It isn't always better for the environment to buy food locally. How it was farmed and how it was imported matter too. Most of the carbon footprint of groceries is from how they were grown and not how they were transported.

If it's in season where you live, then locally grown is best. If it's out of season, you need to consider a more nuanced point of view.

some surprising sustainability 

Lots of people reply-guying it up about soy. Yes, a lot of soy is used as animal feed. That doesn't change the fact that, as things stand, tofu can have a higher carbon footprint than some meat does. And buying it from the wrong suppliers can support the same people destroying the rainforest and farming cattle.

Come on people, think a little before you take umbrage.

@InvaderXan I'm of the thought that if you have to destroy the local environment to grow/farm X then that is the complete opposite of being sustainable. Likewise if you have to import a subsitute rather than use/eat what is produced next door to you.


The point is that food production out of season, while not any more damaging to the local environment, produces more emissions than importing.

Heating large greenhouses during winter typically uses a lot more energy than just shipping vegetables from someplace where they've been growing outdoors.

It may be produced next door. That doesn't mean it's sustainable.

@InvaderXan Oh I agree. Sorry I wasn't clear. Over here we generally do very well in terms of keeping things in season (Ireland).

The vast majority of meat production is grass fed, crops aren't irrigated and the animals are only in sheds for about 3 months in the winter (and then only heated by the animals themselves). Water is local wells, and not pumped from reservoirs.

@Rae Ahhh, I see! Yes, that's certainly a good way to do things.

Honestly, I prefer it when things are seasonal. It's makes some things feel more special when you can only get them during certain times of year, I think. A lot of foods in Japan are like this too, because very little is imported there.

@InvaderXan It took a while to make a conscious effort to be like this here.
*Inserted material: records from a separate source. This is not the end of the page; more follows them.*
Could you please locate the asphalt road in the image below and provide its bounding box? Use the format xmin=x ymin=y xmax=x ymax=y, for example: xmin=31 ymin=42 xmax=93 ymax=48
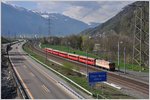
xmin=9 ymin=40 xmax=83 ymax=99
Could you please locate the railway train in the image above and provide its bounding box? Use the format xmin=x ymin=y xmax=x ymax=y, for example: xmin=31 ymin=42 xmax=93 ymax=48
xmin=44 ymin=48 xmax=115 ymax=71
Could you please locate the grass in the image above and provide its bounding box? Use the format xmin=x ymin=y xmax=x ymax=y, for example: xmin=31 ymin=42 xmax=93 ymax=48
xmin=23 ymin=44 xmax=133 ymax=99
xmin=41 ymin=44 xmax=149 ymax=73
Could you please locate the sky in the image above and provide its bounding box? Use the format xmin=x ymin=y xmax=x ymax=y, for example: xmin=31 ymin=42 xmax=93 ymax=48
xmin=5 ymin=0 xmax=134 ymax=24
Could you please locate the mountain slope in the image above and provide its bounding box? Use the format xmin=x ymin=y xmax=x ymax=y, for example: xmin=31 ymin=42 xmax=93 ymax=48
xmin=81 ymin=1 xmax=149 ymax=36
xmin=1 ymin=3 xmax=89 ymax=36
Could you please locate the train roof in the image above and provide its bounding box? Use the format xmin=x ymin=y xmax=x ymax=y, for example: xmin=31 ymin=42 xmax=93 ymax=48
xmin=68 ymin=53 xmax=79 ymax=56
xmin=79 ymin=56 xmax=95 ymax=60
xmin=59 ymin=51 xmax=67 ymax=53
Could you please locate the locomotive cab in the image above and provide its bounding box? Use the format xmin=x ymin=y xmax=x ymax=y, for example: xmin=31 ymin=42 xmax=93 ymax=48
xmin=109 ymin=62 xmax=115 ymax=71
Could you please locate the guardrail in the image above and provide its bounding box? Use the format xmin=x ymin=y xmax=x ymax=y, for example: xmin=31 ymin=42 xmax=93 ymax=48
xmin=29 ymin=55 xmax=93 ymax=95
xmin=9 ymin=58 xmax=30 ymax=99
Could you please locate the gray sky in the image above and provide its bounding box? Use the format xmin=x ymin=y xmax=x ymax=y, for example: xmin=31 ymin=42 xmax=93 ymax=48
xmin=4 ymin=0 xmax=133 ymax=23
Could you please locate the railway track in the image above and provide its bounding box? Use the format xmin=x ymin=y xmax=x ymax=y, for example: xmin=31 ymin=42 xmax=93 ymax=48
xmin=25 ymin=41 xmax=149 ymax=96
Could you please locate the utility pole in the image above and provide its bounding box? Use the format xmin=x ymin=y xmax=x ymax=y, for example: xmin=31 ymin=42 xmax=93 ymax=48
xmin=86 ymin=50 xmax=89 ymax=79
xmin=118 ymin=41 xmax=120 ymax=71
xmin=124 ymin=47 xmax=126 ymax=73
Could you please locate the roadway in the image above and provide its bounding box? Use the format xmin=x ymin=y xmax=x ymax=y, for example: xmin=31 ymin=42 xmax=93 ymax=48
xmin=9 ymin=42 xmax=85 ymax=99
xmin=32 ymin=40 xmax=149 ymax=98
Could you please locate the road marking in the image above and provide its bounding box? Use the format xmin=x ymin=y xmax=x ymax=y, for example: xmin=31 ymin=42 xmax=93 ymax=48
xmin=23 ymin=65 xmax=27 ymax=68
xmin=11 ymin=62 xmax=34 ymax=99
xmin=42 ymin=84 xmax=50 ymax=92
xmin=24 ymin=59 xmax=57 ymax=83
xmin=30 ymin=72 xmax=35 ymax=77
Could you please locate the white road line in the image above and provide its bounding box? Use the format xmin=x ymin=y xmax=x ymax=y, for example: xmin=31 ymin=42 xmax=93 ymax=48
xmin=23 ymin=65 xmax=27 ymax=68
xmin=48 ymin=59 xmax=64 ymax=66
xmin=30 ymin=72 xmax=35 ymax=77
xmin=10 ymin=59 xmax=34 ymax=99
xmin=42 ymin=84 xmax=50 ymax=92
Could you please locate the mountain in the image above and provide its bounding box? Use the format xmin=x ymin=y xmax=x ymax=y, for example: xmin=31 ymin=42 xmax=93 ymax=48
xmin=80 ymin=1 xmax=149 ymax=36
xmin=89 ymin=22 xmax=100 ymax=28
xmin=1 ymin=2 xmax=89 ymax=37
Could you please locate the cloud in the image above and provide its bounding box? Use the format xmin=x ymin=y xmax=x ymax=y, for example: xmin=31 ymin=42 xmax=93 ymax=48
xmin=7 ymin=1 xmax=134 ymax=23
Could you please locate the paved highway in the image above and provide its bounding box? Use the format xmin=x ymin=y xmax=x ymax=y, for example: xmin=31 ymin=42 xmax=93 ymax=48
xmin=9 ymin=40 xmax=85 ymax=99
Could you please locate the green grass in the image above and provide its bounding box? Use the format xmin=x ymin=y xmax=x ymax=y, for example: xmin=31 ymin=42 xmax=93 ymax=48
xmin=41 ymin=44 xmax=149 ymax=72
xmin=115 ymin=61 xmax=149 ymax=73
xmin=23 ymin=44 xmax=133 ymax=99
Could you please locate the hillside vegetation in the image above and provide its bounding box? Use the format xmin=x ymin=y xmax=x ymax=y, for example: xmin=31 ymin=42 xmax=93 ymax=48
xmin=81 ymin=1 xmax=149 ymax=36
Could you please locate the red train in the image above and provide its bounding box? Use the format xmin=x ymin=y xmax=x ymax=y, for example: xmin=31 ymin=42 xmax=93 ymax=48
xmin=44 ymin=48 xmax=115 ymax=71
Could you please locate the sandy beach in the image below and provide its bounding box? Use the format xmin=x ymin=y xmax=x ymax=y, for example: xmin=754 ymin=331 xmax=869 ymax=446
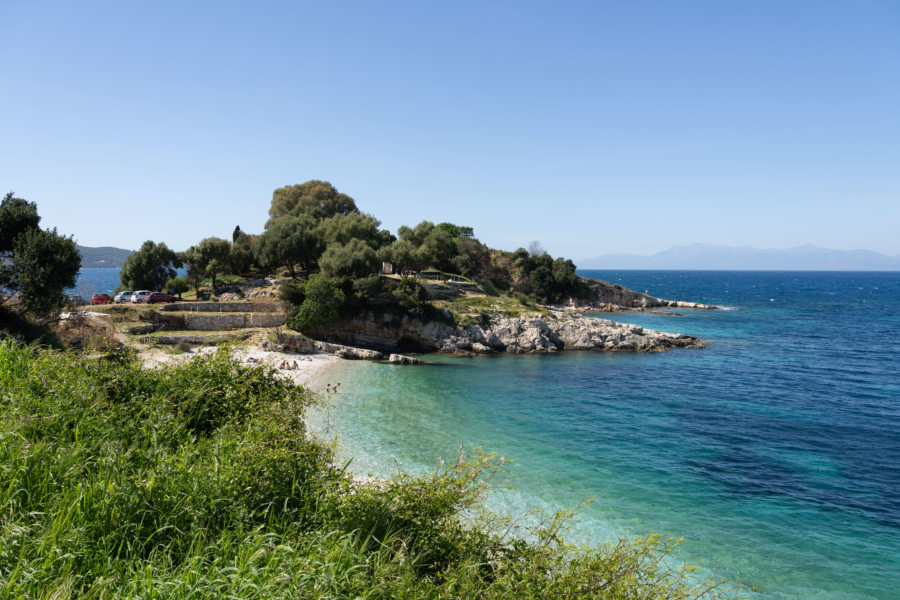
xmin=138 ymin=347 xmax=346 ymax=392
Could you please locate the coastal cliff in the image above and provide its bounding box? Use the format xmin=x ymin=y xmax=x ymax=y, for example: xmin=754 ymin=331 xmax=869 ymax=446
xmin=311 ymin=312 xmax=704 ymax=354
xmin=582 ymin=279 xmax=719 ymax=312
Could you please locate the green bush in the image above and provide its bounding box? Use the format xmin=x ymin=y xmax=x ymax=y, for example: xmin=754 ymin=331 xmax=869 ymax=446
xmin=0 ymin=340 xmax=722 ymax=599
xmin=287 ymin=274 xmax=346 ymax=331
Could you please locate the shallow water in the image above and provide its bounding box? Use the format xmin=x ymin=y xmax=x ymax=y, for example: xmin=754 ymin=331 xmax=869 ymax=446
xmin=308 ymin=271 xmax=900 ymax=598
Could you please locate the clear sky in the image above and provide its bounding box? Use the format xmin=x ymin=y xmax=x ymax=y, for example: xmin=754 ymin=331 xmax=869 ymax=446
xmin=0 ymin=0 xmax=900 ymax=261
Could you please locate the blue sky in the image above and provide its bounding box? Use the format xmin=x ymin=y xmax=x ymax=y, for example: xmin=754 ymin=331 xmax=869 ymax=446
xmin=0 ymin=0 xmax=900 ymax=260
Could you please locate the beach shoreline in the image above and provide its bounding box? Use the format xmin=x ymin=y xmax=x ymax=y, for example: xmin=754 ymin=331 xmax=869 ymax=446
xmin=138 ymin=346 xmax=347 ymax=392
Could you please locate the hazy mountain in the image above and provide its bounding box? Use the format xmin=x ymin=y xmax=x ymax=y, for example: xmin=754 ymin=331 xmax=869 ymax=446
xmin=577 ymin=244 xmax=900 ymax=271
xmin=76 ymin=246 xmax=134 ymax=269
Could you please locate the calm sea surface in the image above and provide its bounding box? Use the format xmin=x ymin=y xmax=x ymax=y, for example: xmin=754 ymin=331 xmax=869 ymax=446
xmin=67 ymin=269 xmax=121 ymax=301
xmin=306 ymin=271 xmax=900 ymax=599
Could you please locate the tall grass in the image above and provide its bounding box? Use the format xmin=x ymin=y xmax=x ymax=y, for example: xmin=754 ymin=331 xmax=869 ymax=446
xmin=0 ymin=341 xmax=732 ymax=599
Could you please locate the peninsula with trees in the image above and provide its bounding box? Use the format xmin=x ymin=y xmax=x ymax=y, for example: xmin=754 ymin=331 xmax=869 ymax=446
xmin=0 ymin=181 xmax=731 ymax=600
xmin=110 ymin=180 xmax=714 ymax=354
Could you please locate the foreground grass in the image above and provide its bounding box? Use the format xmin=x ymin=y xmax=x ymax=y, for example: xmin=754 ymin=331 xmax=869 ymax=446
xmin=0 ymin=340 xmax=732 ymax=599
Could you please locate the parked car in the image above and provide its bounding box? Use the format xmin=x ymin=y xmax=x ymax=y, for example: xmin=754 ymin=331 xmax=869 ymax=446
xmin=147 ymin=292 xmax=175 ymax=304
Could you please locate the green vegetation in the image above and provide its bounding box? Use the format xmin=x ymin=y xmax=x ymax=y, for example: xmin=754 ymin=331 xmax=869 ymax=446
xmin=103 ymin=180 xmax=590 ymax=338
xmin=0 ymin=340 xmax=721 ymax=599
xmin=287 ymin=274 xmax=346 ymax=331
xmin=119 ymin=240 xmax=181 ymax=291
xmin=0 ymin=192 xmax=81 ymax=321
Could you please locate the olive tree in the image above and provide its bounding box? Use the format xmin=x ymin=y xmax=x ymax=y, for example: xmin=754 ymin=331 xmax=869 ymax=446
xmin=119 ymin=240 xmax=182 ymax=290
xmin=254 ymin=211 xmax=323 ymax=279
xmin=269 ymin=179 xmax=356 ymax=224
xmin=0 ymin=192 xmax=81 ymax=318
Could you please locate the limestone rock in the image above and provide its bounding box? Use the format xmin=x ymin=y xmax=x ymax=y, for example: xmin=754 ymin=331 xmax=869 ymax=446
xmin=388 ymin=354 xmax=426 ymax=365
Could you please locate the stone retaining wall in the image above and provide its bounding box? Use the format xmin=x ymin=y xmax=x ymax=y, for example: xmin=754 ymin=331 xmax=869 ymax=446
xmin=148 ymin=312 xmax=284 ymax=331
xmin=160 ymin=302 xmax=285 ymax=313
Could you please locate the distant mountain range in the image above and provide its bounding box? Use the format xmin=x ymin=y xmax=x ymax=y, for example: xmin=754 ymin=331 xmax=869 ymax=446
xmin=577 ymin=244 xmax=900 ymax=271
xmin=75 ymin=246 xmax=134 ymax=269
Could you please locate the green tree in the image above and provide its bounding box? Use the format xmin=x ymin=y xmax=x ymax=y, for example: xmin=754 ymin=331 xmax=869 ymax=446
xmin=0 ymin=227 xmax=81 ymax=318
xmin=119 ymin=240 xmax=182 ymax=290
xmin=178 ymin=246 xmax=206 ymax=300
xmin=393 ymin=277 xmax=426 ymax=312
xmin=197 ymin=237 xmax=231 ymax=291
xmin=319 ymin=239 xmax=380 ymax=279
xmin=287 ymin=273 xmax=346 ymax=331
xmin=254 ymin=211 xmax=323 ymax=279
xmin=320 ymin=212 xmax=391 ymax=250
xmin=0 ymin=192 xmax=41 ymax=256
xmin=165 ymin=277 xmax=191 ymax=298
xmin=228 ymin=231 xmax=253 ymax=273
xmin=0 ymin=192 xmax=81 ymax=319
xmin=419 ymin=227 xmax=459 ymax=270
xmin=269 ymin=179 xmax=356 ymax=223
xmin=397 ymin=221 xmax=435 ymax=248
xmin=379 ymin=239 xmax=420 ymax=277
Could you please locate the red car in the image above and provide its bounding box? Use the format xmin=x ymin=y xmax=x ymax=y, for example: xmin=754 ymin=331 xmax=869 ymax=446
xmin=147 ymin=292 xmax=175 ymax=304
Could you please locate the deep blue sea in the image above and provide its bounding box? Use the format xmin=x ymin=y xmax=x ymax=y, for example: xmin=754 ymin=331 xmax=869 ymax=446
xmin=314 ymin=271 xmax=900 ymax=599
xmin=66 ymin=269 xmax=121 ymax=302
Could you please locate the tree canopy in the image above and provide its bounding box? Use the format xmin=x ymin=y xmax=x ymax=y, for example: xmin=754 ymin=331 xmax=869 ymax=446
xmin=269 ymin=179 xmax=356 ymax=223
xmin=119 ymin=240 xmax=182 ymax=290
xmin=254 ymin=212 xmax=323 ymax=279
xmin=0 ymin=192 xmax=41 ymax=253
xmin=0 ymin=192 xmax=81 ymax=318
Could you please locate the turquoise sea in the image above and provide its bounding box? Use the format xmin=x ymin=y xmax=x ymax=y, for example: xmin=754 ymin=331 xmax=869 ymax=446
xmin=313 ymin=271 xmax=900 ymax=599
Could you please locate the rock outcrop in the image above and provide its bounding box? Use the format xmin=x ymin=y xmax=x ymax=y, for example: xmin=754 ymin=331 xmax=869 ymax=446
xmin=441 ymin=315 xmax=704 ymax=354
xmin=388 ymin=354 xmax=428 ymax=365
xmin=581 ymin=279 xmax=719 ymax=312
xmin=315 ymin=313 xmax=704 ymax=354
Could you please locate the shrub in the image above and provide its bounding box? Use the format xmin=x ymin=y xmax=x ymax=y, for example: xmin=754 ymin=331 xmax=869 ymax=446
xmin=0 ymin=340 xmax=736 ymax=599
xmin=287 ymin=274 xmax=345 ymax=331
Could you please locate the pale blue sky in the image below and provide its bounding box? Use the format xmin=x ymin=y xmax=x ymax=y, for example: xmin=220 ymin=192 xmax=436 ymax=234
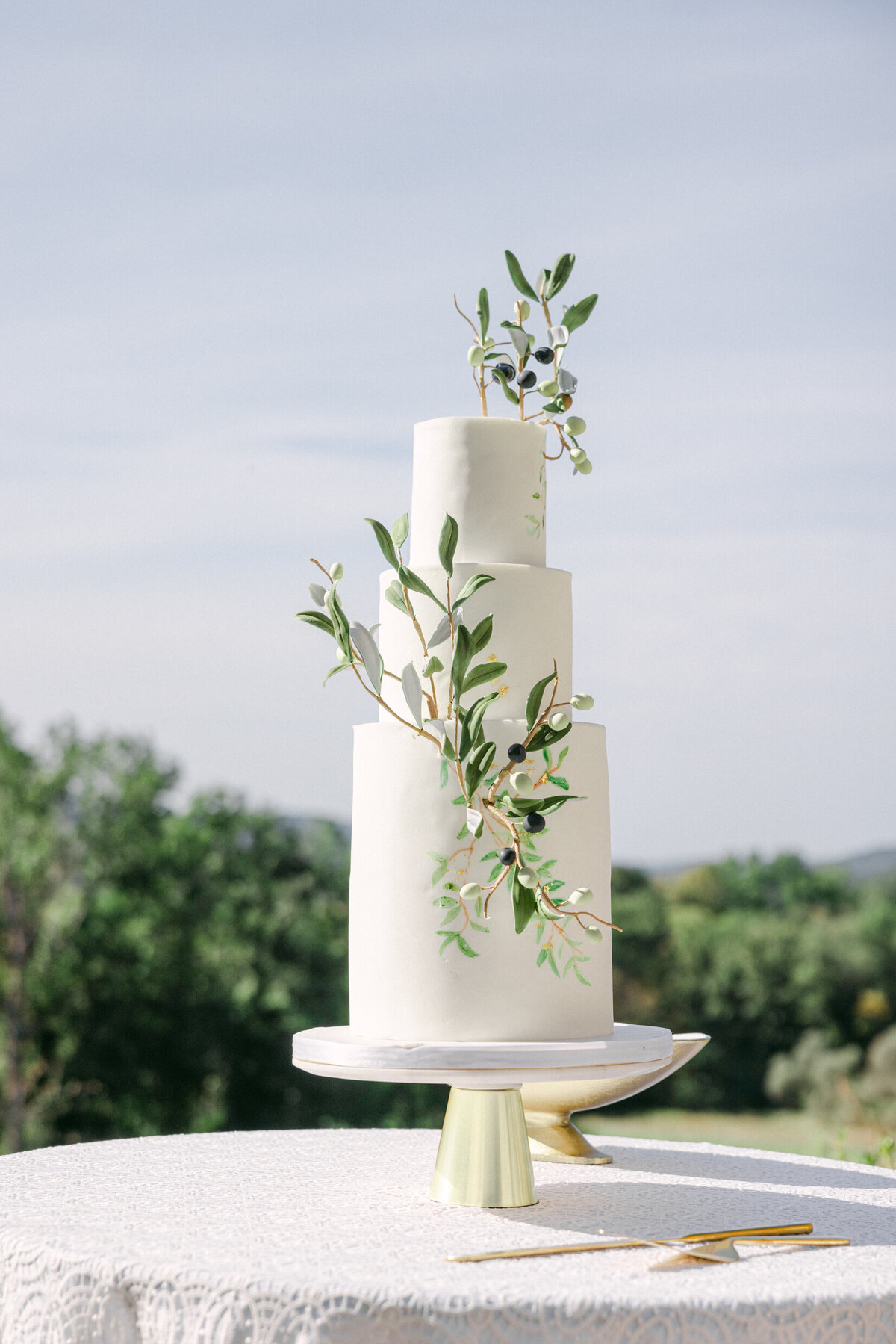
xmin=0 ymin=0 xmax=896 ymax=861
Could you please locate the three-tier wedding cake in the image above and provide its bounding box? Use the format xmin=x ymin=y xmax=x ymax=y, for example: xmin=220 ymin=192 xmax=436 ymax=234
xmin=349 ymin=417 xmax=612 ymax=1041
xmin=298 ymin=251 xmax=614 ymax=1043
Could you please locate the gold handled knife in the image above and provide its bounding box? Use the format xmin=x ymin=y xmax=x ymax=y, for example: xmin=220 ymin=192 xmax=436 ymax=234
xmin=445 ymin=1223 xmax=812 ymax=1260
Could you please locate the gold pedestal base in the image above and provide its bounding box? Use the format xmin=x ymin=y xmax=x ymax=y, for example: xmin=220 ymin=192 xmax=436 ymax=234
xmin=430 ymin=1087 xmax=537 ymax=1208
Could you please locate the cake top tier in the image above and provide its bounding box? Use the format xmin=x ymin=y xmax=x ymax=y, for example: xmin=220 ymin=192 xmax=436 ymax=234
xmin=410 ymin=415 xmax=545 ymax=567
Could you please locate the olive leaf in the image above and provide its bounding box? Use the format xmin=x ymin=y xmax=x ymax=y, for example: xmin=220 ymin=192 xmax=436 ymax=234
xmin=391 ymin=513 xmax=408 ymax=545
xmin=324 ymin=663 xmax=352 ymax=685
xmin=525 ymin=672 xmax=556 ymax=747
xmin=504 ymin=249 xmax=538 ymax=303
xmin=451 ymin=625 xmax=473 ymax=700
xmin=470 ymin=616 xmax=491 ymax=653
xmin=458 ymin=691 xmax=498 ymax=761
xmin=348 ymin=621 xmax=383 ymax=695
xmin=461 ymin=651 xmax=506 ymax=695
xmin=528 ymin=723 xmax=572 ymax=752
xmin=508 ymin=793 xmax=582 ymax=817
xmin=427 ymin=612 xmax=464 ymax=649
xmin=476 ymin=289 xmax=489 ymax=340
xmin=398 ymin=565 xmax=448 ymax=612
xmin=439 ymin=513 xmax=458 ymax=578
xmin=508 ymin=326 xmax=529 ymax=359
xmin=464 ymin=742 xmax=496 ymax=797
xmin=511 ymin=864 xmax=535 ymax=933
xmin=296 ymin=612 xmax=336 ymax=639
xmin=456 ymin=574 xmax=494 ymax=610
xmin=364 ymin=518 xmax=399 ymax=570
xmin=326 ymin=586 xmax=355 ymax=663
xmin=544 ymin=253 xmax=575 ymax=298
xmin=563 ymin=294 xmax=598 ymax=332
xmin=383 ymin=579 xmax=411 ymax=616
xmin=491 ymin=368 xmax=520 ymax=406
xmin=402 ymin=663 xmax=423 ymax=728
xmin=461 ymin=808 xmax=484 ymax=840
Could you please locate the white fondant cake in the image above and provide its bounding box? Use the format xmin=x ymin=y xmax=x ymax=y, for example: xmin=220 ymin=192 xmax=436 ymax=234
xmin=349 ymin=418 xmax=612 ymax=1041
xmin=380 ymin=562 xmax=572 ymax=722
xmin=349 ymin=720 xmax=612 ymax=1041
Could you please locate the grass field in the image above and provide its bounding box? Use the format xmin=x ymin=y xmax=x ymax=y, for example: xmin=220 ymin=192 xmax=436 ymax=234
xmin=572 ymin=1110 xmax=893 ymax=1167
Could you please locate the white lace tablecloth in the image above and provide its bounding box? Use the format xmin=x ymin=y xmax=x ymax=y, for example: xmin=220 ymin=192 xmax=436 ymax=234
xmin=0 ymin=1130 xmax=896 ymax=1344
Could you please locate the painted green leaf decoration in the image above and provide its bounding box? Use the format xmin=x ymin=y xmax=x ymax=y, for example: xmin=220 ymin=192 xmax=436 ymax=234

We can grow strawberries at a commercial level in Waterford for a few months of the year and omg fresh strawberries are crazy good! The smell! The flavour! You get them from Spain (like normally) and they're way too flat because they've been in storage for a while.

@Rae Strawberries also like the rain. It's one of the reasons the UK and Ireland grow them so well!

@InvaderXan @Rae did you see the lowtechmagazine article about no-energy heated greenhouses? They use a heat-absorbing sun-facing wall (like thick brick) and covering the thin/transparent roof wall at night to absorb and retain solar heat. They're apparently pretty widely used in china and are good at extending the growing season without wasting a lot of energy.

@nerdsorrow @InvaderXan We're going to be installing a poly tunnel at some point, but it might turn into more of a hybrid green house. Glass is infinitely recyclable but plastic isn't. We were going to be looking at manure for heat (how they heated green houses about 200 years ago). But happy to see more places are looking at alternatives!

@Rae @nerdsorrow I've seen a way to construct solar greenhouse heaters using empty cans, black paint, and some old piping. Basically, you make a little solar panel, like those old style ones which heated people's water. Except instead of water, you're heating air and piping it into the greenhouse.

Needs sunlight, of course. I wonder how well it works...

@InvaderXan @nerdsorrow Sounds like a very basic heat exchanger. They're trying to move people off oil and gas and on to heat exchanges here in Ireland.

@Rae @nerdsorrow Pretty much, yeah. Seems like a useful thing to do. Use heat which is already there instead of generating more.